Apart from their bad business decisions and financial woes, what other underlying problems do Gibson face? Predominately, as is the challenge facing the rest of electric guitar makers, rock is dead.

I write those words with utter disdain as both a major rock fanatic and guitarist myself. It cannot be ignored that there has been a pivotal sea change in the listening habits of the populace. Rock is seen as old hat, a relic of the decades past that the over thirties listen to. Look no further than the 2017 Billboard Top 100 end of year singles chart, where you are hard-pressed to find a song where the electric guitar is featured as a lead instrument. Instead, synths and DJ decks are preferred, with guitars moving to the role of accompaniment rather than a melodic instrument.

As a consequence, young music lovers are not exposed to legendary guitarists and hence don’t aspire to play like them. This is where Gibson placed a great deal of hope in their marketing efforts for the past 60 years.

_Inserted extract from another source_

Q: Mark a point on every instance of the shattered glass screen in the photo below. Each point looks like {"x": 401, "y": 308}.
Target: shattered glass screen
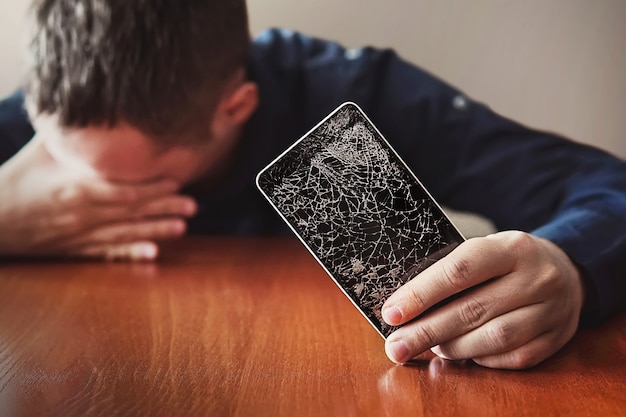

From Guns n’ Roses’ Slash, to Green Day’s Billy Joel Armstrong, there just aren’t any bands big enough or impressive enough to grasp the attention of potential younger players.

“Rock is dead.”

More to the point, Gibson guitars are often judged for being too pricey while their quality has dipped in recent years. Recent models are bombarded by critics online for being of progressively deteriorating quality in build and sound. Potentially this could be from loyal customers of Gibson’s competitors, but the situation is only intensified by their closest competitors’ own issues. Fender, yet another mainstay in the music industry for years, had to cancel their initial public offering in 2012, collapsing beneath the weight of their own debt.

There is one caveat to guitar sales being down. Acoustic guitar and ukulele sales have steadily increased and since 2010 has surpassed the sales of electric models. Duly noted as the reason is the influx of singer-songwriters to the mainstream such as Ed Sheeran, further strengthening the concept that icons inspire interest.

Gibson had to sell off its Memphis manufacturing facility last October to help keep the company afloat for a more extended period of time. With the news of concurrent financial woes, it might be not be long until the company must outsource their operations to cut costs. A major American grown and based manufacturer moving activities to reduce costs would be detrimental to their brand, which is founded on “American-Made” ideals.

Massive multi-national corporations are not the only affected parties in this breakdown of demand. Guitar retailers have faced increasing losses, with chains and independents alike suffering in the red. Guitar Centre is a blistering $1.6 billion in debt and refuses to comment on their position, while closer to home, the iconic Waltons Music Store, had to close their flagship store on George’s Street. Citing recent rent prices rising in Dublin, it may not be a far stretch to assume that their primary revenue stream of guitar sales dimmed.

While all fretted instrument sales are not down, the electric guitar may be nearing the end of its product lifecycle and will need a resurgence of desire or a massive innovation to save the future of rock. Gibson or Fender may not be the companies to solve this predicament, but through careful management of their businesses, staying afloat is a possibility.